Dopo che Bucciarati e Abbacchio si erano fatti conoscere formalmente da una tavolata composta da persone che avevano aiutato i Jojo delle epoche passate – «Non sapevo esistesse più di un Jojo»; «Certamente, ma è fuor di dubbio che il migliore resti quello di casa Kujo» – e che aveva scommesso sulla buona riuscita della dichiarazione di Abbacchio – «È tutto merito mio! Dovete ringraziare me e me soltanto!» aveva esclamato il Marcantonio trionfante – si era creata questa simpatia reciproca sfociata in affetto disinteressato. Qualche tempo dopo l’arrivo in paradiso del tanto citato Jojo che faceva Kujo di cognome con al seguito la figlia più uno stand e tre avanzi di galera, avevano perduto una scommessa ed erano stati costretti a scambiarsi i vestiti per pagare il pegno, suscitando quante più reazioni disparate tra il loro cerchio di conoscenze: se avevano ottenuto l’approvazione plenaria delle ragazze lo stesso non si poteva dire per l’altro genere; «Sembri un pistacchio» era stato il giudizio meno esilarante, che era venuto, a sorpresa, da Narancia nei confronti di Bucciarati, mentre gli altri erano scoppiati a ridere o erano arrossiti come Abbacchio che, fosse cascato l’aldilà ma col cavolo che lo avrebbe ammesso, per tutto il tempo che erano rimasti nei panni dell’altro non aveva smesso di fissare il pizzo sopra i pettorali di Kakyoin guadagnandosi le prese in giro di Ermes.
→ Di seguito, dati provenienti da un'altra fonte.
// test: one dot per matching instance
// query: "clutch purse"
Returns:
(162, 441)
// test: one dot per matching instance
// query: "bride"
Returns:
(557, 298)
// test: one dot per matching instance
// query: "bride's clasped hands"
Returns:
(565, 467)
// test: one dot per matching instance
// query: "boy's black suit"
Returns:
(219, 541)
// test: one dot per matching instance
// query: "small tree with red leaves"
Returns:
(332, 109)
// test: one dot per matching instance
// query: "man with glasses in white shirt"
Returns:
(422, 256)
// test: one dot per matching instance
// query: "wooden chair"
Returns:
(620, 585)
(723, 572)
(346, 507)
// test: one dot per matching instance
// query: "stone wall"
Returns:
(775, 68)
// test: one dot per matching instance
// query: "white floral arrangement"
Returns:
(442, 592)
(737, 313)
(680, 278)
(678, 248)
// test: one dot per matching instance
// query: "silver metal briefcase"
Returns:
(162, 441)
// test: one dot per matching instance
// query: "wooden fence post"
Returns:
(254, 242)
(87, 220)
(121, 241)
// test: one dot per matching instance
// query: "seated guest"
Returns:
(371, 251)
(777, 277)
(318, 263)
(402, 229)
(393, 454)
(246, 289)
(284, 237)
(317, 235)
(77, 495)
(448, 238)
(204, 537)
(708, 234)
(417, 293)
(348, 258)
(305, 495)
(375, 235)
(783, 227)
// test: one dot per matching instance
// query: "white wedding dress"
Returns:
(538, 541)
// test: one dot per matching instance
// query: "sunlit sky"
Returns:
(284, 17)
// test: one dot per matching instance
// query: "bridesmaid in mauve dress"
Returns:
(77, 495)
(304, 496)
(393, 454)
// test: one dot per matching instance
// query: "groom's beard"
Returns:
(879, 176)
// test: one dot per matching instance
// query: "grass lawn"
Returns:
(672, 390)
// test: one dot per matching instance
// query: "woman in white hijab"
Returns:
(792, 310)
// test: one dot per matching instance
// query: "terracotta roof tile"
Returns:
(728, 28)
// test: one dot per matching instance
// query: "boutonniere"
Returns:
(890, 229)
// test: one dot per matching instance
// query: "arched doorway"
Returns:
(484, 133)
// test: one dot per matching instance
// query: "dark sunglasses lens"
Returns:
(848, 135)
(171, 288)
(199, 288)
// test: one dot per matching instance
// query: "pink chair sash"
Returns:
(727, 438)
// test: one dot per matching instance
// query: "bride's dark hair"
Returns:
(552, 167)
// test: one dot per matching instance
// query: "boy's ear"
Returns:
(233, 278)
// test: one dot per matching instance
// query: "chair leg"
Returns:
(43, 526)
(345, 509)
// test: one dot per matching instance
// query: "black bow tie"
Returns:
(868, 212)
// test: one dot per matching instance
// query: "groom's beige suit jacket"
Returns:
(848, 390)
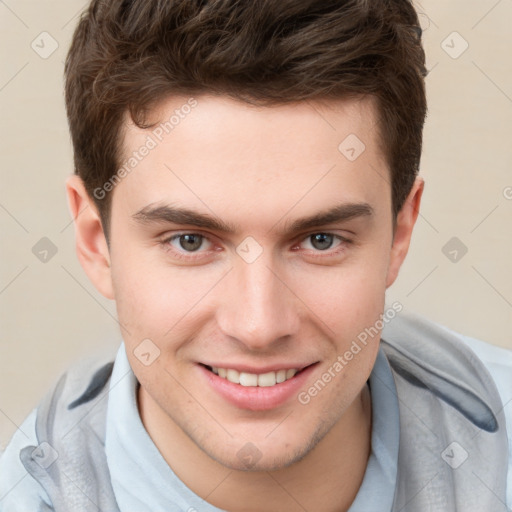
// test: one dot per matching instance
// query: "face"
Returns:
(252, 244)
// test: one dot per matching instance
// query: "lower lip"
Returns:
(256, 398)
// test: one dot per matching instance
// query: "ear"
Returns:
(405, 221)
(91, 244)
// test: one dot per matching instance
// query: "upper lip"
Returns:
(245, 368)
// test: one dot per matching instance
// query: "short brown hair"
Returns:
(126, 55)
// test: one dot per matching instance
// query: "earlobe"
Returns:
(91, 244)
(405, 221)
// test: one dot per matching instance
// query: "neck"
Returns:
(326, 479)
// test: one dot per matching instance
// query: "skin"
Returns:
(259, 169)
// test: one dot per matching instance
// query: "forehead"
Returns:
(215, 154)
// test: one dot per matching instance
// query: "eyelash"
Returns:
(190, 256)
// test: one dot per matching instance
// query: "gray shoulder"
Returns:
(19, 491)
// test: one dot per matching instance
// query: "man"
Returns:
(246, 189)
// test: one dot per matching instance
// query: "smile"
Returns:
(252, 379)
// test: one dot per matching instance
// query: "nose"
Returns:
(258, 307)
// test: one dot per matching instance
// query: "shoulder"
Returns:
(24, 475)
(19, 491)
(462, 362)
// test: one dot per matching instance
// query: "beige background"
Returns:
(51, 315)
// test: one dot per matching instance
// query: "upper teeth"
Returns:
(252, 379)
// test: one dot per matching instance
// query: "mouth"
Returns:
(253, 391)
(247, 379)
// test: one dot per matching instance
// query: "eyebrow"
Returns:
(184, 216)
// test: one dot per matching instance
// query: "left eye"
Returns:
(323, 241)
(190, 242)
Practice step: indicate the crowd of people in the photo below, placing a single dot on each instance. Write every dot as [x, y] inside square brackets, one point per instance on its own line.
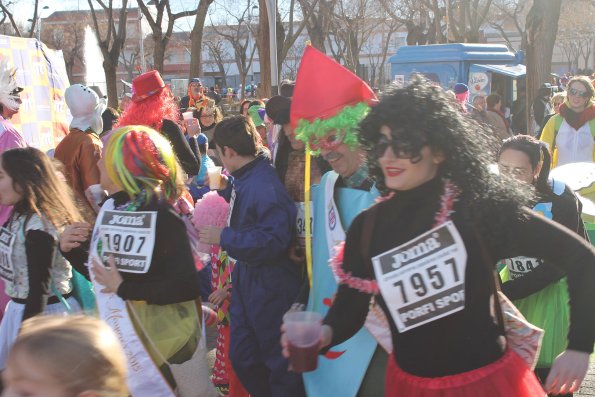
[412, 224]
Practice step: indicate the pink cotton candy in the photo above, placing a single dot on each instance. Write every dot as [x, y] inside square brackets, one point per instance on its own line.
[210, 210]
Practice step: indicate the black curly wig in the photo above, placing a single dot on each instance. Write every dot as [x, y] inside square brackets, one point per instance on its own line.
[419, 115]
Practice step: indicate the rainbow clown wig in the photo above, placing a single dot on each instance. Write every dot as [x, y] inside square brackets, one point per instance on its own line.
[139, 159]
[323, 117]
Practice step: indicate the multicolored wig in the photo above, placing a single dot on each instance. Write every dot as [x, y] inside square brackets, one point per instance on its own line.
[151, 111]
[139, 159]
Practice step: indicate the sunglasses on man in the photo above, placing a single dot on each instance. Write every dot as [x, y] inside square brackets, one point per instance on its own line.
[579, 93]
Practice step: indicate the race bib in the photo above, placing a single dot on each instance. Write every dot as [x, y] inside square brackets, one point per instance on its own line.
[424, 279]
[521, 265]
[301, 219]
[129, 237]
[6, 242]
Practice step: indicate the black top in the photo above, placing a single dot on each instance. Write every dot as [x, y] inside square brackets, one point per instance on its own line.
[566, 211]
[172, 277]
[188, 160]
[466, 339]
[39, 247]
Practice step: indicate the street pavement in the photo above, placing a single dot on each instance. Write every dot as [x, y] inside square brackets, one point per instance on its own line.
[588, 388]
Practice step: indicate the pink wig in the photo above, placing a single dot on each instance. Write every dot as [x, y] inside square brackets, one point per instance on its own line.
[151, 112]
[462, 99]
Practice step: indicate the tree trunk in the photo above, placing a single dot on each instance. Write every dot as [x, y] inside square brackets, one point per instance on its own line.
[158, 54]
[111, 82]
[264, 50]
[196, 39]
[542, 28]
[243, 83]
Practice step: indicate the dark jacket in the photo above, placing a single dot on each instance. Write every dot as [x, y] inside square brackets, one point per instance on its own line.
[262, 224]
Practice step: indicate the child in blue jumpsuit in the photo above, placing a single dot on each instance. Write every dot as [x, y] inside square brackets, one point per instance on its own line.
[265, 281]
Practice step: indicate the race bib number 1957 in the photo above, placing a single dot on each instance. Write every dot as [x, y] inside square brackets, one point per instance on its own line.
[130, 238]
[424, 279]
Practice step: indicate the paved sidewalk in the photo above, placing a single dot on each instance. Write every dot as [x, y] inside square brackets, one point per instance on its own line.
[588, 388]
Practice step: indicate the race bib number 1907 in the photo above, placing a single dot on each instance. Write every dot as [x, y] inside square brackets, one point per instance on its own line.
[130, 238]
[424, 279]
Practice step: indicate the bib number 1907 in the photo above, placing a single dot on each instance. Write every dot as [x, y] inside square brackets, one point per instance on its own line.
[126, 244]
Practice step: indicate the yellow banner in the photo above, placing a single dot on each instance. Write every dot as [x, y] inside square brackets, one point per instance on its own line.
[43, 118]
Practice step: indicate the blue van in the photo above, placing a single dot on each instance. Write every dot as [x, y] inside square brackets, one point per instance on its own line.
[485, 68]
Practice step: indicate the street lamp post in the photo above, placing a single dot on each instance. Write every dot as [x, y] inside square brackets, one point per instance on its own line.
[250, 16]
[272, 16]
[38, 21]
[142, 41]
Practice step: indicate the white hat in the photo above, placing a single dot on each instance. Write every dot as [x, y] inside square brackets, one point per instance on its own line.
[86, 108]
[8, 86]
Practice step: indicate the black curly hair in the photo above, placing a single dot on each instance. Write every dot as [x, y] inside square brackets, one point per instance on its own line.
[419, 115]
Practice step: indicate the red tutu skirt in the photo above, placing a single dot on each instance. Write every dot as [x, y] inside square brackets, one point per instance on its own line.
[507, 377]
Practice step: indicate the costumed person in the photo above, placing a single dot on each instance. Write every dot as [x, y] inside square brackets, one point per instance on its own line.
[257, 112]
[213, 210]
[66, 356]
[290, 163]
[37, 278]
[571, 134]
[326, 121]
[542, 106]
[537, 288]
[196, 97]
[143, 267]
[261, 228]
[153, 106]
[208, 117]
[80, 150]
[197, 186]
[437, 299]
[10, 138]
[461, 92]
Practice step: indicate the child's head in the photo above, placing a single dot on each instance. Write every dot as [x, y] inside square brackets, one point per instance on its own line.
[65, 357]
[236, 137]
[138, 159]
[30, 182]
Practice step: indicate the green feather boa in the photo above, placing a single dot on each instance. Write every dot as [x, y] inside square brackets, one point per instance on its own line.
[346, 121]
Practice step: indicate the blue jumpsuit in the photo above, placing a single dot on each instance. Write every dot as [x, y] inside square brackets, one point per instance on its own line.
[265, 281]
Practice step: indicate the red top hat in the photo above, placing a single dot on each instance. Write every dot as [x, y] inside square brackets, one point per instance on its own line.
[323, 88]
[146, 84]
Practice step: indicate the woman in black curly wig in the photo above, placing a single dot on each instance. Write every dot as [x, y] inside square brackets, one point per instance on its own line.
[427, 255]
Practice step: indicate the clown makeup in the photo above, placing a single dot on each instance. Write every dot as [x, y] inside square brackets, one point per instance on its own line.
[517, 164]
[578, 96]
[402, 172]
[296, 144]
[207, 117]
[196, 88]
[339, 155]
[328, 142]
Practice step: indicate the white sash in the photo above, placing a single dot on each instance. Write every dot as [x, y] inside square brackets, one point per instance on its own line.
[144, 378]
[376, 322]
[335, 233]
[6, 242]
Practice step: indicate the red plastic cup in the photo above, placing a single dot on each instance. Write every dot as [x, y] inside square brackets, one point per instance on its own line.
[303, 331]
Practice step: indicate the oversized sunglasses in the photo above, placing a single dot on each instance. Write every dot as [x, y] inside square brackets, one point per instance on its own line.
[401, 149]
[579, 93]
[328, 142]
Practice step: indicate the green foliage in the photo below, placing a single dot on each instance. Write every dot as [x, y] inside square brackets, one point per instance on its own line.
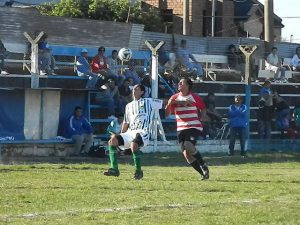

A ogni modo, il fato, quel luogo ameno o, perché no, il motore immobile tanto discusso dai filosofi sui loro trattati, aveva fatto sì che quelle due anime si incontrassero, si scoprissero e intrecciassero un legame strano, anche se sicuramente meno strano di quello formatosi tra un prete e una mammana, che in quel momento, alla biblioteca, stavano discettando accanto al tavolo sul quale Bucciarati sfogliava un manuale sul simbolismo delle rose.
Glielo aveva dato proprio Kakyoin in persona perché, ok che il paradiso non ha un libretto di istruzioni, ma né lui né Abbacchio sapevano alcunché sul linguaggio dei fiori e quindi almeno l’ex capo della squadra guardie del corpo voleva sapere perché gli fossero capitate le rose pesca.
Mentre la mammana raccontava al prete di quella volta che aveva tirato per i piedi «Un piede soltanto aveva, povera creatura» – un neonato con un occhio solo, Bucciarati scopriva che le rose pesca indicavano gli amori segreti e le tresche.
«Ha senso» quella considerazione, appena mormorata, gli fuoriuscì dalle labbra come per automatismo. Magari avrebbe informato Abbacchio della scoperta, ma sicuramente gli avrebbe risposto che non c’era di che stupirsi. D’altronde, le anime che gli gravitavano attorno avevano già percepito il sentimento che li legava sin da quando erano diventati spiriti, per cui il libro gli comunicava l’ennesima conferma che erano stati entrambi degli stupidi, e sicuramente glielo avrebbe detto anche la statua in oro della dea Amaterasu¹ all’ingresso della sala studio se solo avesse potuto parlare.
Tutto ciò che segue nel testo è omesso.